Around lunchtime on Monday, we received a note back from the school’s resource officer saying that they had interviewed my daughter and reviewed the material we provided. Despite this information, the school administration said, “There is no school involvement. By that, there were no statements made at school or mention of something to happen at school.” They suggested we keep the message and contact the police. This answer is a non answer, so we pushed back.

Apparently, the administration was unaware that I work for 28,000 corporate lawyers. I read and comprehend legal articles, contracts, policies and handbooks extremely well. I sent the student code of conduct over to my husband pointing out page five and referencing the section on cyber bullying. Once he read the section, he then contacted the school again letting the resource officer know that his wife works with 100 lawyers (ok, given my social media contacts, that number is not nearly high enough, but my office really has about 10 lawyers on staff). He then said that my lawyers reviewed the cyber bullying section of the student code of conduct and would ask that the school review the section again because it has just cause to continue to investigate this case.

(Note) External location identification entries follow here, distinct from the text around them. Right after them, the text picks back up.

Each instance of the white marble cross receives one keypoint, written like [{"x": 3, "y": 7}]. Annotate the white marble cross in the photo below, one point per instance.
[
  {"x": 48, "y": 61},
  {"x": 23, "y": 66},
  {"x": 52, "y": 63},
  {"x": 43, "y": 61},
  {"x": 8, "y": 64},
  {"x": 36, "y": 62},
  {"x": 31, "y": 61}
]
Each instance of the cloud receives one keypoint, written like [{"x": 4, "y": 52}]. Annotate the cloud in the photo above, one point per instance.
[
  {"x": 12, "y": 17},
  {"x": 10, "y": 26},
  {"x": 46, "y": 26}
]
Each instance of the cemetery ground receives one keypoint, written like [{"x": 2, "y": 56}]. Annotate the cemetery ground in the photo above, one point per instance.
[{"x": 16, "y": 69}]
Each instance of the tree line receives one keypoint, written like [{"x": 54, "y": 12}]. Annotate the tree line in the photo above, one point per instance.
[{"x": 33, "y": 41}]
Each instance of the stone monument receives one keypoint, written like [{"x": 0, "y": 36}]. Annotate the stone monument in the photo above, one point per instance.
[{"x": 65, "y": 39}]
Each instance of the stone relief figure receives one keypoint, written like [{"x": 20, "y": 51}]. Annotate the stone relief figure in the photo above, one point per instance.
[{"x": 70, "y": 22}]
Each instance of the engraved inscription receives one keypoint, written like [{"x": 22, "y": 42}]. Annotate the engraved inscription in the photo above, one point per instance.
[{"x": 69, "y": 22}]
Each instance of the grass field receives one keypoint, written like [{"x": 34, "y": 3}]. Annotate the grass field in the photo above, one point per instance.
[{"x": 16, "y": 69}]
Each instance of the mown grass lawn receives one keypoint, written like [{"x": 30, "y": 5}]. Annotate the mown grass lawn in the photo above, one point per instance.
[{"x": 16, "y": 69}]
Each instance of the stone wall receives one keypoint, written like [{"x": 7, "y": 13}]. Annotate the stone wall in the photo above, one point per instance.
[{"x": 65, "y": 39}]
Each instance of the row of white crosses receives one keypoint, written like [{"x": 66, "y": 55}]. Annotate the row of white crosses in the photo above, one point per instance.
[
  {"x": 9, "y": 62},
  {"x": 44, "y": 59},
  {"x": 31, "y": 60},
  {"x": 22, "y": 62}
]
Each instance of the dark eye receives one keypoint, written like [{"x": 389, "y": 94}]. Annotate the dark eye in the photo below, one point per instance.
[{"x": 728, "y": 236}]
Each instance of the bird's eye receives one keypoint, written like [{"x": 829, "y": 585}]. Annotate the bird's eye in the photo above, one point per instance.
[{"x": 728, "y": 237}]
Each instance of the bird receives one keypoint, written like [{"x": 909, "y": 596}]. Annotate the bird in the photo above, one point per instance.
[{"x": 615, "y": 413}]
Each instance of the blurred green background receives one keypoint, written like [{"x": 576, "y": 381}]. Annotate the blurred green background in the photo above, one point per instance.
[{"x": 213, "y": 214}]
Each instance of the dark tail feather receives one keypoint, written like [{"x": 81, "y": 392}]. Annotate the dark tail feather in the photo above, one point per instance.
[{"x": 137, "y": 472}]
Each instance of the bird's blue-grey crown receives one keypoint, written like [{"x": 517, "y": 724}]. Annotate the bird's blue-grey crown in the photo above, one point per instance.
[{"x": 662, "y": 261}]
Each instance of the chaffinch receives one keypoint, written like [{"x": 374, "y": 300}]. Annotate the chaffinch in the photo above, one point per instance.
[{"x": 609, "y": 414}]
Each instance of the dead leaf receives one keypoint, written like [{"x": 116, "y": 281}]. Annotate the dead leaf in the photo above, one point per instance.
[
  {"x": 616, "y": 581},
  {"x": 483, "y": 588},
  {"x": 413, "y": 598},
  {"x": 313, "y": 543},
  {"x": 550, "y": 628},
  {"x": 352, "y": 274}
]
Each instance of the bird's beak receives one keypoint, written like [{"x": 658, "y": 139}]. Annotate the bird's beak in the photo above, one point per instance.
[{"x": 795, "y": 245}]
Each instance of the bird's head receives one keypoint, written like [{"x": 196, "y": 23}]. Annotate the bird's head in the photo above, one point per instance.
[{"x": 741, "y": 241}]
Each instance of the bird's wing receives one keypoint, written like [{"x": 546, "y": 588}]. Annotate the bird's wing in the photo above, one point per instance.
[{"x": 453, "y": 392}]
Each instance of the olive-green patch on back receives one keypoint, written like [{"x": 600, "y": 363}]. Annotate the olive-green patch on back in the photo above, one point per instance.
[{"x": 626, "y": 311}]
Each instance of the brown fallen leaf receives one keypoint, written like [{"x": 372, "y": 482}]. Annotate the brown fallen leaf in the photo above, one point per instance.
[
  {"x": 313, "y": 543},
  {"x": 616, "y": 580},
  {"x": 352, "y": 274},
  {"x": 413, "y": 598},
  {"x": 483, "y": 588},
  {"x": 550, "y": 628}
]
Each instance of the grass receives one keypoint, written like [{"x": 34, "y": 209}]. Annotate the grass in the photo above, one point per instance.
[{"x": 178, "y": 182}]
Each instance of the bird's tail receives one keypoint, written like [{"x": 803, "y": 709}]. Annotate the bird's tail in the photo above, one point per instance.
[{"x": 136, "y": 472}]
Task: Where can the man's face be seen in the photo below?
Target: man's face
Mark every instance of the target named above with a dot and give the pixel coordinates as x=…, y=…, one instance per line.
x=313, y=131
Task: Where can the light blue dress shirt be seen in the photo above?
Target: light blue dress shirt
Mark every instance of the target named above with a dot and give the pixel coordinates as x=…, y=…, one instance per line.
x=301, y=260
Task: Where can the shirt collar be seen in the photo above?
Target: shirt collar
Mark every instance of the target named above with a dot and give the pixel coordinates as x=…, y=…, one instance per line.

Here is what they found:

The girl who was Facebook friends with my daughter did not write the messages. She had a friend over at her house who was on her computer and account without her knowing. She let the school know who the child was. The cyber bully had used a fake name in her message to my daughter. My poor child spent all weekend trying to place this girl, wondering how she knew her.

Cyber bullying is something that no other generation had to grow up with or parent. Parents need a better arsenal if they are going to be prepared for this.

  1. Make sure your child can tell you anything. Although I monitor my children’s online accounts, I am not on them daily. This chat could have been easily overlooked if my daughter had not alerted me.
  2. Do not hesitate to contact school authorities and push for resolution. Schools will most likely take the path of least resistance. Don’t take it personally. They have thousands of kids to handle. But remember that you are your child’s advocate.
  3. Make sure school authorities contact the parents or guardian. So what if the child gets “sent to the office.” Make sure an adult in their life is contacted. Sometimes this is all it takes to stop a child’s destructive behavior, especially when they are younger and can still be influenced by their parents or guardians.
  4. Push your state to create anti-bullying laws to protect children. In our community, we could not even file a police report. Why? Because we do not have any anti-bullying laws. But make sure the laws actually have teeth to them. The local police told my husband and daughter there was nothing they could do because this was not under their jurisdiction.
Punks are everywhere. It’s up to the community, be it parents, family, guardians or friends to let children know that bullying a child is never acceptable. What you say online is just as important as what you say in person.
Post script: It’s been almost a week since this cyberbully’s parent was contacted by the school. To date, we have not received a phone call issuing an apology. I am mortified.